Felt artist Megan Barbour enjoys crafts with small repetitive elements that build into something larger. “One of my favorite projects from art school was making a four-foot goldfish out of individually cut triangles,” she recalls. Barbour also likes crafts that make her laugh, which is how she started sewing plushies.
She recently worked with The Serious Theatre Collective as a prop and costume maker. “Any day that you get to write down ‘Make giant felt pizza costume for big song and dance number’ on your to-do list is a great day.”
Here she discusses the inspiration behind her abstract felt work “Blue.”
How did you begin making felt art?
Hand stitching is my favorite part of any sewing-related project. Felt is a magical delight. It’s soft, not too flimsy, not too stiff, and does not fray. A couple of years ago after a few challenging sewing projects, I wanted to do something simple. So as a “treat” to myself I made my first felt hoop. No hems and seems, just basic hand stitches, and huzzah! Done! However, I have since gone on to make many more. Per my nature, making each one more tedious and time consuming than the last.

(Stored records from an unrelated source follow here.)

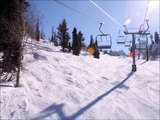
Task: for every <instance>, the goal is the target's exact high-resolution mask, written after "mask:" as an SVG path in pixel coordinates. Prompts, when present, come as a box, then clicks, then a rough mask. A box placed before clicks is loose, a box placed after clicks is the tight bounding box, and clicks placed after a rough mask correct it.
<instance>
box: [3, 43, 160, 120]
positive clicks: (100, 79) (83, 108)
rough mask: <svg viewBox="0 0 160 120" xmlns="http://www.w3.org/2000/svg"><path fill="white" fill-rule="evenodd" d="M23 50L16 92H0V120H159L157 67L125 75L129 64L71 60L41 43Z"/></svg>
mask: <svg viewBox="0 0 160 120" xmlns="http://www.w3.org/2000/svg"><path fill="white" fill-rule="evenodd" d="M26 47H27V48H30V49H26V50H25V51H24V53H25V56H24V60H23V63H24V66H25V67H24V69H23V70H22V72H21V80H20V81H21V85H22V87H19V88H14V87H12V86H13V84H12V83H9V84H10V85H11V87H9V85H8V87H7V86H6V87H3V86H2V85H1V86H0V90H1V91H0V92H1V99H0V104H1V114H0V119H32V120H43V119H61V120H63V119H66V120H69V119H71V120H72V119H125V120H128V119H138V120H142V119H159V117H160V116H159V111H160V109H159V91H160V90H159V73H158V65H159V63H158V61H149V62H146V63H144V64H142V63H143V62H144V61H143V60H139V61H136V63H137V72H135V73H134V74H130V71H131V65H132V59H130V58H123V57H110V56H108V55H101V59H99V60H98V59H94V58H92V56H90V55H86V54H85V56H84V55H83V53H82V54H81V55H80V56H73V55H71V54H70V53H62V52H60V50H59V49H60V48H57V47H54V46H53V45H51V44H49V43H41V42H40V43H36V42H34V43H32V44H28V45H27V46H26ZM122 81H123V82H124V83H123V84H122V85H119V84H121V82H122ZM7 84H8V83H7Z"/></svg>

What reactions do you hear when you tell people your medium is felt?
It’s mainly confusion unless I’m able to show the person a photo of my work. In which case their reaction is still one of mild confusion as to why I do this for hours on end, but tend to be very positive of the end result. I think people enjoy seeing a piece of art in a non-traditional medium, I certainly do. It’s great when the first step of a viewing experience is “Wait … what is this?”

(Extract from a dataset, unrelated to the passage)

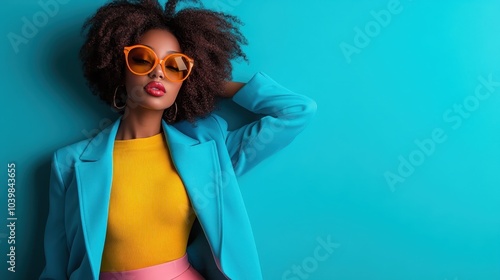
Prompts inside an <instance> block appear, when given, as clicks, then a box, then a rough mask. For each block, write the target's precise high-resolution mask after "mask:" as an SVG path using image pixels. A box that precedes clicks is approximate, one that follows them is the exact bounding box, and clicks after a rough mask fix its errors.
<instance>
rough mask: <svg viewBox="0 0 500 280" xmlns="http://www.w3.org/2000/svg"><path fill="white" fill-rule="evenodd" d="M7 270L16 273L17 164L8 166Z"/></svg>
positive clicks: (7, 216)
mask: <svg viewBox="0 0 500 280" xmlns="http://www.w3.org/2000/svg"><path fill="white" fill-rule="evenodd" d="M7 213H8V216H7V219H6V227H7V230H8V233H7V254H6V255H7V264H8V266H7V270H8V271H10V272H16V222H17V217H16V164H15V163H13V162H10V163H8V164H7Z"/></svg>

Which artists and designers inspire you?
Artists that inspire me are across a variety of mediums, but looking at their work makes me want to stop what I’m doing and make something immediately. While there are many more, those who came to mind immediately are: Jen Stark, Jee Young Lee, Meagan Cignoli, Dianne Koss and Chris Sickles.

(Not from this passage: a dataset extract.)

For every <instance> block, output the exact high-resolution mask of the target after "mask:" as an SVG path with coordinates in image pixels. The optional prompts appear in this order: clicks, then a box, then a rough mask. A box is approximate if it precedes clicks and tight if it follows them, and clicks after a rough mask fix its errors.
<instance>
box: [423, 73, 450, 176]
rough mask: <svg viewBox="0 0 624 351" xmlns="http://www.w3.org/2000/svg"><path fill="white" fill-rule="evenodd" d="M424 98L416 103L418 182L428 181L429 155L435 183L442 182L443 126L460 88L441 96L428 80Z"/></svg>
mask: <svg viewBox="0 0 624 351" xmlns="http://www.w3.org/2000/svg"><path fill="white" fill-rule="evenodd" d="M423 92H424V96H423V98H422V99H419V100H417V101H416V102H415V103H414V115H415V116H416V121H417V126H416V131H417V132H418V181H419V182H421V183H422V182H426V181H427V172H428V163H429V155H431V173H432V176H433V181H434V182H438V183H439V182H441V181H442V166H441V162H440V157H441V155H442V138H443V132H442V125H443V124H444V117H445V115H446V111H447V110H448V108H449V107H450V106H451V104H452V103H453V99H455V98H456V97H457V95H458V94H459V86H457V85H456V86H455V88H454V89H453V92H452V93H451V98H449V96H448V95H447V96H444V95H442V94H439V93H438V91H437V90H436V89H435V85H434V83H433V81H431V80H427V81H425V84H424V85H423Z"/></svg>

Does the type of felt you’re working with make a difference in the finished project?
Absolutely. Different types of felt have different color tones, and fabric densities. I use natural wool felt for 2D projects, but acrylic felt is a little easier to stitch for more 3D pieces. My larger works that have layers upon layers of sculpted felt are stitched through, very gently, using a long doll needle. If I have to work too hard to get the needle through it will warp the other layers beneath. The end result being more of a colorful lump rather than the many distinctive textures and patterns I had in mind.
Would you consider what you do with felt closer to painting, sewing or sculpting, or is it distinct process?
It’s a distinct process, but I definitely feel that I’m pulling techniques/processes that I learned from other mediums. My painting style had a lot of layered colors with very little negative space. The most fun has been trying to come up with new techniques for constructing, and trying to solve structural problems. I’ve had a few pieces that looked great pinned together … as long as you didn’t move too much around them, or take the pins out, they were just fine. But if I didn’t want them to completely collapse at any second, I had to come up with some new solutions for added support.
You also make plushies. How does your process differ for making a doll than abstract work?
The process to making a plush creature is much more about planning what result will look like. I have a very clear picture in my head of what the creatures should look like, so the challenge is trying to make that happen in reality. I normally start with a few sketches, make a full pattern prototype out of paper, select my color pallet, then actually start cutting and assembling. With my abstract work, I usually only know what I want the overall feeling to be when it’s complete. Much less planning – I can dive right in and keep working until I declare it a finished.
Can you describe your process for creating a new piece?
The most planning goes into selecting my color pallet. Once I have that, I either go into a piece with no plan, or maybe one new technique I want to try out. Then I keep adding color and texture until it looks/feels complete. What’s fantastic and extremely frustrating about working like this is I have no idea how long a single piece will take, or what it will be when it’s done. Some of the pieces take the length of a movie playing in the background to complete, others don’t feel done until I’ve realized I’ve binged-listened to all of “Murder She Wrote,” and there are far too many Chinese food takeout containers around me.